North American refiners, while benefiting from slow recovery of the global economy, remain vulnerable to pressures from global overcapacity, relatively expensive crude oil, and high US unemployment rates, says Fitch Ratings.

By OGJ editors
HOUSTON, Dec. 22
– North American refiners, while benefiting from slow recovery of the global economy, remain vulnerable to pressures from global overcapacity, relatively expensive crude oil, and high US unemployment rates, says Fitch Ratings.

In 2011, refineries with “high-quality, deep-conversion assets” will perform “reasonably well,” Fitch said in an annual outlook. Marginal refineries will struggle.

Fitch rated creditworthiness of half the US refiners it tracks as “stable” and half as “negative.”

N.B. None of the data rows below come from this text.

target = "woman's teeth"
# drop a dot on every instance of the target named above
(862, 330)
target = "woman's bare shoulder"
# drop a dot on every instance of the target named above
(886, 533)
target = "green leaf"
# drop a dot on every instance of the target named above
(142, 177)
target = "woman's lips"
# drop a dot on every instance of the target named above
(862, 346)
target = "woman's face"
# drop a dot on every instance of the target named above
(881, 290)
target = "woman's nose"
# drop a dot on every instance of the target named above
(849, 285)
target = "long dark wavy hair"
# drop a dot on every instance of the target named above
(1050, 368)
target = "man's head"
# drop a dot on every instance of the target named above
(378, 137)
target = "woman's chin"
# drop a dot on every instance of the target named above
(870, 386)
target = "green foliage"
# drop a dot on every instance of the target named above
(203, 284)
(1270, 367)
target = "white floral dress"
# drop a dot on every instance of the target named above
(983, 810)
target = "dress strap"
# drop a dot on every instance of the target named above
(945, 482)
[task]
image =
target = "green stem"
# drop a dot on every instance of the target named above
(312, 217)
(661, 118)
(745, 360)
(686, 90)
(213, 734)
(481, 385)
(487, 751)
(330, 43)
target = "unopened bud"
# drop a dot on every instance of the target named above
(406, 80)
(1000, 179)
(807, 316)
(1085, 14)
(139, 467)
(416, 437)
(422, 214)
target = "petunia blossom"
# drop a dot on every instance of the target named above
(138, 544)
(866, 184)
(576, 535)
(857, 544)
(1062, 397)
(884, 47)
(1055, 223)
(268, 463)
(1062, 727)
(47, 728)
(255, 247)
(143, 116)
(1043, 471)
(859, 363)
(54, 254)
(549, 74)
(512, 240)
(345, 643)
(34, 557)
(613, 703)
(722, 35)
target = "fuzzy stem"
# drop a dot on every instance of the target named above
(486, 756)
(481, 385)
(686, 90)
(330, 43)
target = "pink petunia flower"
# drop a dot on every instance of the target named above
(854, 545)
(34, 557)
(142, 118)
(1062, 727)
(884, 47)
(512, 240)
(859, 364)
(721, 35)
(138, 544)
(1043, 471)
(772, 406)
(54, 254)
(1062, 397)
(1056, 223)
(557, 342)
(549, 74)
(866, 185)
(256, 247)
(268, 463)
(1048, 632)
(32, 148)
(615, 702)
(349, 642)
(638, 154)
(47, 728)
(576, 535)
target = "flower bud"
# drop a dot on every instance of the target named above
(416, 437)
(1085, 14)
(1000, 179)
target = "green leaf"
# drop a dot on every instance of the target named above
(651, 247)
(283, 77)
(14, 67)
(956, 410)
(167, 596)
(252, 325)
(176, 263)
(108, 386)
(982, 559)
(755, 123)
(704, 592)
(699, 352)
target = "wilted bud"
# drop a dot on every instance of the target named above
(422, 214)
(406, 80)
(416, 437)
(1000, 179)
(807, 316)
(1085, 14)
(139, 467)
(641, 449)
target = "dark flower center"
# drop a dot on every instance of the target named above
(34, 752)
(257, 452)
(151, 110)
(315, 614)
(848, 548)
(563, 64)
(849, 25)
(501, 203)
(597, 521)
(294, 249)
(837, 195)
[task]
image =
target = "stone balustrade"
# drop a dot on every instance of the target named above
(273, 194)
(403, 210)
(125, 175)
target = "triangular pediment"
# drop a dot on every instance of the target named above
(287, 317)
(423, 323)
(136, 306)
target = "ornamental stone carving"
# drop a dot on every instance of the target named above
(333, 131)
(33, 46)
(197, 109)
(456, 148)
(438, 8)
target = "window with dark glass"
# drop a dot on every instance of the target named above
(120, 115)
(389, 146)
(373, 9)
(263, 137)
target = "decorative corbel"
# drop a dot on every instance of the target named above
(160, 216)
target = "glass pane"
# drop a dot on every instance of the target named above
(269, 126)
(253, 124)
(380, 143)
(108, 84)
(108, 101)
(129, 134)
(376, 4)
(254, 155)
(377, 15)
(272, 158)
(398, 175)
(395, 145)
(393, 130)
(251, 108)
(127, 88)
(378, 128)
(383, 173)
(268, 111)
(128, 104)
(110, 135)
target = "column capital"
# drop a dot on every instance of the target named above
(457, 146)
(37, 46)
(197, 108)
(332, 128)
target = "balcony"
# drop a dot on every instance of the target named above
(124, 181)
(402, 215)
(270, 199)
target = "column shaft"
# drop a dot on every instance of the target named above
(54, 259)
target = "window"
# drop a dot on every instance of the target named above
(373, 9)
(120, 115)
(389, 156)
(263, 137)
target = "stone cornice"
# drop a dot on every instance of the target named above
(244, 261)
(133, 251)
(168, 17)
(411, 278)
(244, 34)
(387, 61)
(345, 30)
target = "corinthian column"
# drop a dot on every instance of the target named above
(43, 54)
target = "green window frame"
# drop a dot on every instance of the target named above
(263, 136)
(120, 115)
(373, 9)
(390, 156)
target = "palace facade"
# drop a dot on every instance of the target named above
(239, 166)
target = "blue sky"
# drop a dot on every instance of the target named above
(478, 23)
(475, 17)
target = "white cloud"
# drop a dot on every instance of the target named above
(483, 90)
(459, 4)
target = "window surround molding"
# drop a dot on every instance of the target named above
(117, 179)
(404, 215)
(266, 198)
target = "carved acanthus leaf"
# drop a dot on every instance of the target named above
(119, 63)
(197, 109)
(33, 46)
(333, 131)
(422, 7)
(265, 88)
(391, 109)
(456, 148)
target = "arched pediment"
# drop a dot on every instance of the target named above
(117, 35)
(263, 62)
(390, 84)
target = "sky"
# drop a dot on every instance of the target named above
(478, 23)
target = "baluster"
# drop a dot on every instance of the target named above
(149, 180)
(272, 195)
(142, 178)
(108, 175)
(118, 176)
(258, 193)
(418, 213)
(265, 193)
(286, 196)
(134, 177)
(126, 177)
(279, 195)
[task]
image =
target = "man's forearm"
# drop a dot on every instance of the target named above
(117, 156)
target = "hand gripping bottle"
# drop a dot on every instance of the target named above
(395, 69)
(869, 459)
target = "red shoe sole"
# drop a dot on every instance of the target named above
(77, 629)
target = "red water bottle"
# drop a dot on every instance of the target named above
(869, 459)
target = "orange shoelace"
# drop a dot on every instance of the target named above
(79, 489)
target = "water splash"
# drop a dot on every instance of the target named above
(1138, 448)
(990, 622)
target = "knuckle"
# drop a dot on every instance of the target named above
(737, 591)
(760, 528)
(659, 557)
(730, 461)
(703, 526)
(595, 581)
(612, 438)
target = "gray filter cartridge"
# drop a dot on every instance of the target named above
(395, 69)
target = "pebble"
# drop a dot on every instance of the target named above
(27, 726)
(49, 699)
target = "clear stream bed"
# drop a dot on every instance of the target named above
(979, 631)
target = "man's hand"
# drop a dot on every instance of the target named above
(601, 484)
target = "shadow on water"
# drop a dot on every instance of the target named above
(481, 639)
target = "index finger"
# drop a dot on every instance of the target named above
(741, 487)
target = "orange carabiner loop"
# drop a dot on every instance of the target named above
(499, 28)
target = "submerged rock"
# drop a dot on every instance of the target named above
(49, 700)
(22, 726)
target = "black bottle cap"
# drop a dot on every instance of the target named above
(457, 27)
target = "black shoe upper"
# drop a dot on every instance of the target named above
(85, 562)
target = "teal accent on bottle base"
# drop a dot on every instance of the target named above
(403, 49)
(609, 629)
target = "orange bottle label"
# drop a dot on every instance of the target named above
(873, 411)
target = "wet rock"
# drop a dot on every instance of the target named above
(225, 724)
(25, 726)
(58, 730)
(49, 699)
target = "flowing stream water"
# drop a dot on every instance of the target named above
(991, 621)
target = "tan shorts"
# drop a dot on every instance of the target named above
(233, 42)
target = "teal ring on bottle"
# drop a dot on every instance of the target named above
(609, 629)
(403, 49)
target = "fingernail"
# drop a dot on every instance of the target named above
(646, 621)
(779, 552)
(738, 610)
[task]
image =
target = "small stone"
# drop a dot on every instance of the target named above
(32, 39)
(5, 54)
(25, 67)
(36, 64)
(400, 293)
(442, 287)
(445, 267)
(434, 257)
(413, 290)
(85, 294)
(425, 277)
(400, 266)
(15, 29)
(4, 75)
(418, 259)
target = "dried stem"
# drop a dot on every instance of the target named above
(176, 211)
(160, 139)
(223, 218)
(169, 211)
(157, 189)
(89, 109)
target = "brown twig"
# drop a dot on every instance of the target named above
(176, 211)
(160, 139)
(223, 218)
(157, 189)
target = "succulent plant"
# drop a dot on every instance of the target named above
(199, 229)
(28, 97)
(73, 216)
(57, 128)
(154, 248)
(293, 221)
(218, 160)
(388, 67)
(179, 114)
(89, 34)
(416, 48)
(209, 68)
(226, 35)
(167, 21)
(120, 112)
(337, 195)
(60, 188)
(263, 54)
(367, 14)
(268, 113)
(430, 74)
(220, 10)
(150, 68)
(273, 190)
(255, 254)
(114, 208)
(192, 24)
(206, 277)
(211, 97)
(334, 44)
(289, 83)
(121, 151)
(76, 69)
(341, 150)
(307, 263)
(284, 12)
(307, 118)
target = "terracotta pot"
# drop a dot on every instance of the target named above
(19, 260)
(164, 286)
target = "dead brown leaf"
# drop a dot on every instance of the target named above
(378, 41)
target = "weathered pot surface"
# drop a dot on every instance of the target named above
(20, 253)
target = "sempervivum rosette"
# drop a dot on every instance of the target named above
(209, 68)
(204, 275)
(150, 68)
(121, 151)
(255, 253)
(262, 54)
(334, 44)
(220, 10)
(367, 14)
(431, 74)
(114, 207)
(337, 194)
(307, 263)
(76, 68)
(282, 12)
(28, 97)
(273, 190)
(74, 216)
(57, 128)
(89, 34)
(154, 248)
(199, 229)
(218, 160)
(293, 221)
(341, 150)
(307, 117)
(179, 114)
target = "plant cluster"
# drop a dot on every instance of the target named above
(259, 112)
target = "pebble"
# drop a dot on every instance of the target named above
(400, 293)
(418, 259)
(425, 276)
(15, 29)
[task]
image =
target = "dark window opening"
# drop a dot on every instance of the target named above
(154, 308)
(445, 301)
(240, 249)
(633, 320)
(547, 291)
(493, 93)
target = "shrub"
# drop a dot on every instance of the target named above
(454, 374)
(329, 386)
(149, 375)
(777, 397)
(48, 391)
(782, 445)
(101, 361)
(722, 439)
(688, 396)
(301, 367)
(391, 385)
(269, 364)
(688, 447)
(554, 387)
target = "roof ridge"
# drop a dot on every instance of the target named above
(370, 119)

In general, refining performance will depend mainly on the speed of economic recovery in the US, Fitch said. Refiners able to export high-specification distillates to Asia and Latin America recently have experienced margins higher than those of competitors focused on US gasoline markets.

Major trends cited by the credit monitoring service include the primacy of distillates over gasoline; deepening discounts for heavy, sour, high-acid crudes; and demand growth constrained by regulation.

“The industry as a whole faces stiff regulatory headwinds from the mandate for increased renewable fuel use in the US, rising fuel efficiency standards across the US vehicle fleet, and pending carbon regulation on the state and potentially national levels,” Fitch said.

A “significant double-dip recession” would hurt credit value of all the refining industry but isn’t part of the Fitch outlook.

“A second risk for North American refiners would be the possibility of a sharp and sustained spike in crude oil prices based on a rapidly depreciating dollar, which would sharply raise prices for US end users and choke off domestic demand,” Fitch said.

Crack spread recovery
The firm noted a recent recovery in benchmark crack spreads to “reasonable levels,” although regional differences persist, with East Coast spreads wider than those on the West Coast. East Coast refiners remain vulnerable to gasoline imports during the driving season, especially from Europe.

Capacity utilization, while improving, remains low, Fitch said.

“Looking forward, Fitch anticipates further gradual improvements in industry profitability in the form of higher utilization rates and/or better margin generation,” it said.

Quality differentials have recovered after collapsing in 2009 and likely will widen further as oil demand recovers and members of the Organization of Petroleum Exporting Countries raise production. Incremental OPEC flows will tend to be lower-grade crudes, output of which exporters cut first when they trim total production to meet OPEC quotas.